Indian Council of Medical Research

ICMR deployed a team to Kerala within hours of the 11 June Nipah confirmation in Kozhikode, tracing roughly 100 contacts including 58 healthcare workers; three days without fresh positives suggest containment of a pathogen with no licensed vaccine and a case-fatality rate of 40 to 75 percent.

ECDC / European Union

ECDC's Week 23 Communicable Disease Threats Report carried four simultaneous non-Ebola signals including the first peer-reviewed evidence of Dermatophilus congolensis sexual transmission, local mpox clade Ib European spread, and the Dermatophilus rapid risk assessment due 23 June. European import risk for Bundibugyo is assessed as very low.
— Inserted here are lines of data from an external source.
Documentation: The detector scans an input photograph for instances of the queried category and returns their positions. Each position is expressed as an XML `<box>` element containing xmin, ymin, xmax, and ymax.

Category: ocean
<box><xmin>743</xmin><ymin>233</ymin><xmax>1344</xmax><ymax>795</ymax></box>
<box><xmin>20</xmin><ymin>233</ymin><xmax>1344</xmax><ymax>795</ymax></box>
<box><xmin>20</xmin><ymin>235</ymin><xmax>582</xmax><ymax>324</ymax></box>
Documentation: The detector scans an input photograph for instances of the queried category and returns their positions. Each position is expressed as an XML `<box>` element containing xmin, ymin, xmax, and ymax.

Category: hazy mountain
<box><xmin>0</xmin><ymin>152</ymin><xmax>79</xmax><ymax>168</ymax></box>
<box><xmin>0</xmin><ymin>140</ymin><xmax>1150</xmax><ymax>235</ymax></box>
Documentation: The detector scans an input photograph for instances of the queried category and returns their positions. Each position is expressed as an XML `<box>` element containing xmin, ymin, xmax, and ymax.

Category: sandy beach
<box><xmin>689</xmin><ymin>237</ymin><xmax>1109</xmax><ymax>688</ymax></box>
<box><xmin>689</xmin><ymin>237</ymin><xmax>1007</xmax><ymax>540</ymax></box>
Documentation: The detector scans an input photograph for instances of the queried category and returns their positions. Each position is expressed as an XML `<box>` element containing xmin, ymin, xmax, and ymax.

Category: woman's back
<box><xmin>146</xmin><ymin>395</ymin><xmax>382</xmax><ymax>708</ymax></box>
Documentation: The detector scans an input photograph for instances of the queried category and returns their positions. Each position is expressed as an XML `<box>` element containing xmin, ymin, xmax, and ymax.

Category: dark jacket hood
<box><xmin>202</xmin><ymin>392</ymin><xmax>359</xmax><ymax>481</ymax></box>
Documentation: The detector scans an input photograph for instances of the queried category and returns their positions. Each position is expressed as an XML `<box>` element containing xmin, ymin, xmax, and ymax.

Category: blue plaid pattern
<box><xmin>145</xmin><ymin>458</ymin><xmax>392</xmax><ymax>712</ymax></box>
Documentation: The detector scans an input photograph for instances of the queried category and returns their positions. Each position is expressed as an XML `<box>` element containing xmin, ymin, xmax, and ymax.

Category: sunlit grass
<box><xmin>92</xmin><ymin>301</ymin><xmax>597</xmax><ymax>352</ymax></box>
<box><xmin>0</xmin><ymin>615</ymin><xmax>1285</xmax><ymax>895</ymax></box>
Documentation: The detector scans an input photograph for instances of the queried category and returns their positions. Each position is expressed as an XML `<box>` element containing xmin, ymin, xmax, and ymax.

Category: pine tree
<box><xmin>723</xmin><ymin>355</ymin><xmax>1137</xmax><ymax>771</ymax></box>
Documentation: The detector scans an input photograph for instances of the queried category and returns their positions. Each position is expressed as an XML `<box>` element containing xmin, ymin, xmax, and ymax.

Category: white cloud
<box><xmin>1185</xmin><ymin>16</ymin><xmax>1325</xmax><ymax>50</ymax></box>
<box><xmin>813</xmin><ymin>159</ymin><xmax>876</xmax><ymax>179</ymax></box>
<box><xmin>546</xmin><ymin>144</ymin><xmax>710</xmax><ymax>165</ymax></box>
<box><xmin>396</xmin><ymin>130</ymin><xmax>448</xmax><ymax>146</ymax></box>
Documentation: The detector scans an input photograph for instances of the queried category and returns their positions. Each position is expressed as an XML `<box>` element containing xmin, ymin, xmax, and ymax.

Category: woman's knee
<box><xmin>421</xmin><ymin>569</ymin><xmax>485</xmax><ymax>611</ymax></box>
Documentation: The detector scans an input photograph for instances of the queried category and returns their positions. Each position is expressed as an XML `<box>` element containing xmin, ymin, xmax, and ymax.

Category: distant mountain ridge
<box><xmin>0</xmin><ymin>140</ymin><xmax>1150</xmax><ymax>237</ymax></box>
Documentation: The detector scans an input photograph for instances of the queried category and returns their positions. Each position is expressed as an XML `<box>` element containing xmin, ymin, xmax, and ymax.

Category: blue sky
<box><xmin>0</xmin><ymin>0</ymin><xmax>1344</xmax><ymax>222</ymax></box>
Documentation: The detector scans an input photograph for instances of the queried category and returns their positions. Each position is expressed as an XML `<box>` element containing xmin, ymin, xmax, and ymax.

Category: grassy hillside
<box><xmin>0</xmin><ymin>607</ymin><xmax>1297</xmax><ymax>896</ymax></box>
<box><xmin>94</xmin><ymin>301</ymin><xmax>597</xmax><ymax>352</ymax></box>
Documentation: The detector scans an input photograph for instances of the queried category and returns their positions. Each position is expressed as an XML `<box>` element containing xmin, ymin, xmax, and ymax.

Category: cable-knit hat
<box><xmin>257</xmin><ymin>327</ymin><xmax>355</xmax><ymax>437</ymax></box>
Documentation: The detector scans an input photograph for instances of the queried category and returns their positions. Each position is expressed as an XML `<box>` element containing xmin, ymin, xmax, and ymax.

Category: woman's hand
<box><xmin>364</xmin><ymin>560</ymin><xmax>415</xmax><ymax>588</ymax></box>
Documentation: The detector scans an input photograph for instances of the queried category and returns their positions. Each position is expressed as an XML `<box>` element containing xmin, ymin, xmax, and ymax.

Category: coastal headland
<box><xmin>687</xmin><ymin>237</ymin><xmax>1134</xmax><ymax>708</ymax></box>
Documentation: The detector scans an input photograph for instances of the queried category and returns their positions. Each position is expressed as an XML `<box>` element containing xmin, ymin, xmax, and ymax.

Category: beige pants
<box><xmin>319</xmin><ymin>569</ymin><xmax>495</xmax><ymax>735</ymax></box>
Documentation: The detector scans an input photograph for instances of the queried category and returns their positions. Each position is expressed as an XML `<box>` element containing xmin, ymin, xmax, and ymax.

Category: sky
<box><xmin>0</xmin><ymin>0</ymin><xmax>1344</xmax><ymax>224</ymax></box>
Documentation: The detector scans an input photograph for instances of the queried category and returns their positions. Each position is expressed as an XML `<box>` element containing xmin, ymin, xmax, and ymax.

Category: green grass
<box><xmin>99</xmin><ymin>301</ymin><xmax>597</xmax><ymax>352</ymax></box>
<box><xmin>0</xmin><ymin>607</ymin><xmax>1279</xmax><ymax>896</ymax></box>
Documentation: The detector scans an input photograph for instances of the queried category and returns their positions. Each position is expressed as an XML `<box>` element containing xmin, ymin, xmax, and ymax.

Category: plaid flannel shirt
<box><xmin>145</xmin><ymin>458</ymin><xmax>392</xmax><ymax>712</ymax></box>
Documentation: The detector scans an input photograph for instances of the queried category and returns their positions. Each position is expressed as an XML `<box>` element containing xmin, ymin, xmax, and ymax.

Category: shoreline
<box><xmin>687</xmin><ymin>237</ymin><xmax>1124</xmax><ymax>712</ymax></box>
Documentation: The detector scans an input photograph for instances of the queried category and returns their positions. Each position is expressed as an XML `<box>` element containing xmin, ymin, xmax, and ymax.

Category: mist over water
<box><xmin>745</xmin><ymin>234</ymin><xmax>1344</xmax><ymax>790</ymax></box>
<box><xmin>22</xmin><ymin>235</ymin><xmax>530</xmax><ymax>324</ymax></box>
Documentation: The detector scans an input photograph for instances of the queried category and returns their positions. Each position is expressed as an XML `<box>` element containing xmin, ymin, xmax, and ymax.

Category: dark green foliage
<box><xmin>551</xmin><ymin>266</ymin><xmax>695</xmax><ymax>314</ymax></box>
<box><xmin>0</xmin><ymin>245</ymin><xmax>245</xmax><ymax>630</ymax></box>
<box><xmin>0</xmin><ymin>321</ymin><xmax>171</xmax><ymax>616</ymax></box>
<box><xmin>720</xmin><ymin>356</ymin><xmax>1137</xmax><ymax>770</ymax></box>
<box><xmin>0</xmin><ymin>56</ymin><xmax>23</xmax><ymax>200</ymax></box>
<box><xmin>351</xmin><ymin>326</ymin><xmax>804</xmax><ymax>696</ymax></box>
United States (HHS / State Department)

Washington committed $270 million bilaterally to the response on 12 June while its 30-day entry ban on DRC, Uganda and South Sudan nationals, extended to green-card holders on 5 June, expired around 17 June unresolved. The CDC's R0=2.51 modelling is the sharpest analytical contribution to the response from any national agency.

World Health Organization

DON607's publication on 13 June provides the 695-case international reference and attributes the treatment trial design to national leadership rather than WHO advisory consensus; the WHO co-authors the Continental Strategic Plan with Africa CDC but holds no enforcement lever over the US entry ban expiring 17 June.

Uganda Ministry of Health

Diana Atwine's ministry traced the 14-imported-case Uganda cluster using protocols rehearsed in the 2022 Sudan ebolavirus containment of 142 cases in 113 days; Uganda co-authorises the treatment trial and Bwera border lab reduces cross-border confirmation to same-day. Nineteen confirmed cases with five from onward Kampala transmission test whether the Sudan playbook transfers.

DRC Ministry of Health

Kinshasa's 14 June bulletin counted 782 confirmed cases with 45.9 percent isolated, a figure DRC's health minister has linked directly to ongoing attacks on treatment facilities rather than community resistance. DRC co-leads the clinical trial now under national authority, a regulatory posture that keeps Geneva's timeline advisory, not binding.